Data analysis consisted of determining the relationship between dichotomised test and outcome data using standard 2×2 tables. Outcomes were defined as favourable or unfavourable: a favourable outcome consisted of the Glasgow Outcome Scale categories of normal and moderate while severe disability, vegetative state or death were considered unfavourable outcomes. For SEPs, outcomes were determined for patients with normal, abnormal and bilaterally absent SEPs. The cut-off points (thresholds) for the other predictors used are specified in the result tables. Separate 2×2 tables were generated for the prediction of favourable and unfavourable outcome. The number of true positives (test positive and outcome positive), false positives (test positive and outcome negative), true negatives (test negative and outcome negative) and false negatives (test negative and outcome positive) were determined for each test in each study in order to generate a standard 2×2 table for the use of SEPs and at least one other predictive measure. Data were excluded if an entire row of the 2×2 table consisted of cells with a value of 0. A number of specific methodological criteria were recorded from each study: whether the test was conducted and classified in a blinded manner, whether patient enrolment was prospective and consecutive, details of study entry criteria, patient characteristics and SEP methodology.

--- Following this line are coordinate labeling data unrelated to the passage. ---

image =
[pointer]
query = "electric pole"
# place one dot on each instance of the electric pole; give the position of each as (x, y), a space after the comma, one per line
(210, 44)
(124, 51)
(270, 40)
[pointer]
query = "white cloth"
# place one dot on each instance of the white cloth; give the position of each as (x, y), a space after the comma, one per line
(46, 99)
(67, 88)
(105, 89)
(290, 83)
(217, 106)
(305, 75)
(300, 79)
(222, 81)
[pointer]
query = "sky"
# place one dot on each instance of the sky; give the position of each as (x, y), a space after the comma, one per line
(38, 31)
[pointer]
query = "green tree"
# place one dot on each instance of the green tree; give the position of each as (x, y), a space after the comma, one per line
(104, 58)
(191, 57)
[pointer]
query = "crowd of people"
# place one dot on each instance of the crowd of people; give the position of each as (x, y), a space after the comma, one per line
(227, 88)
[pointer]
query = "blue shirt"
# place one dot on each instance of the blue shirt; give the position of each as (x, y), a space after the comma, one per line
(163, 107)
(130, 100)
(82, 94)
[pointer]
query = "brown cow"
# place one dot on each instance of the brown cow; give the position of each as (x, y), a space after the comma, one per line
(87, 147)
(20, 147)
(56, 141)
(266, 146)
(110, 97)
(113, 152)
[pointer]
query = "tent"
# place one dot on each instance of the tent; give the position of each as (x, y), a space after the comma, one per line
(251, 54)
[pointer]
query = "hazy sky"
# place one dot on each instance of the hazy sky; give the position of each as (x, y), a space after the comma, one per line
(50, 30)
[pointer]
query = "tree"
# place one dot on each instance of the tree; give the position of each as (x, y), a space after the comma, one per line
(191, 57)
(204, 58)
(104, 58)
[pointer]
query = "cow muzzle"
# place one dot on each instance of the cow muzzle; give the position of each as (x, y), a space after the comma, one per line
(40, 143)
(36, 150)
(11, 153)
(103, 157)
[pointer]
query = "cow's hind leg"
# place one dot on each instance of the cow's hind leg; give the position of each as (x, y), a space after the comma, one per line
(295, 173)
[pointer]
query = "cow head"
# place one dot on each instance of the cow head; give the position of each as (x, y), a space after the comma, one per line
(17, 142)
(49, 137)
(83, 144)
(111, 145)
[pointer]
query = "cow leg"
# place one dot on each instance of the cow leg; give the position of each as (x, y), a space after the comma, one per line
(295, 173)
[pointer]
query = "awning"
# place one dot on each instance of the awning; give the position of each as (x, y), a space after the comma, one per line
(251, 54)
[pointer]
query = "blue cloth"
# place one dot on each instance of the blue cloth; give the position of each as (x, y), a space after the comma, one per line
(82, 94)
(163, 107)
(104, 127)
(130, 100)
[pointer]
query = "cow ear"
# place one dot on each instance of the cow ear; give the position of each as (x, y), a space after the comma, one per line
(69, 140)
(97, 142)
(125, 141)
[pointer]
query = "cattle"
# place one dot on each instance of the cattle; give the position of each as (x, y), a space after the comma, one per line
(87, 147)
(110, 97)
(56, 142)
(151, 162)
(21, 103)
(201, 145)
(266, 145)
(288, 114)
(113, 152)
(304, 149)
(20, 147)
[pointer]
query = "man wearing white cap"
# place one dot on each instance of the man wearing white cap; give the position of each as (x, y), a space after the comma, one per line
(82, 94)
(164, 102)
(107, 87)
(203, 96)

Sensitivity, specificity, positive predictive value, negative predictive value and odds ratio (OR) were calculated for each test for the prediction of favourable and unfavourable outcome. Exact 95% confidence intervals were calculated using the binomial distribution for the proportions. If one or more of the fields of the 2×2 table were empty, 0.5 was added to all cells (Yates’ correction). All data analysis was performed using a computer software package (version 6.0, Stata, College Station, Tex., USA).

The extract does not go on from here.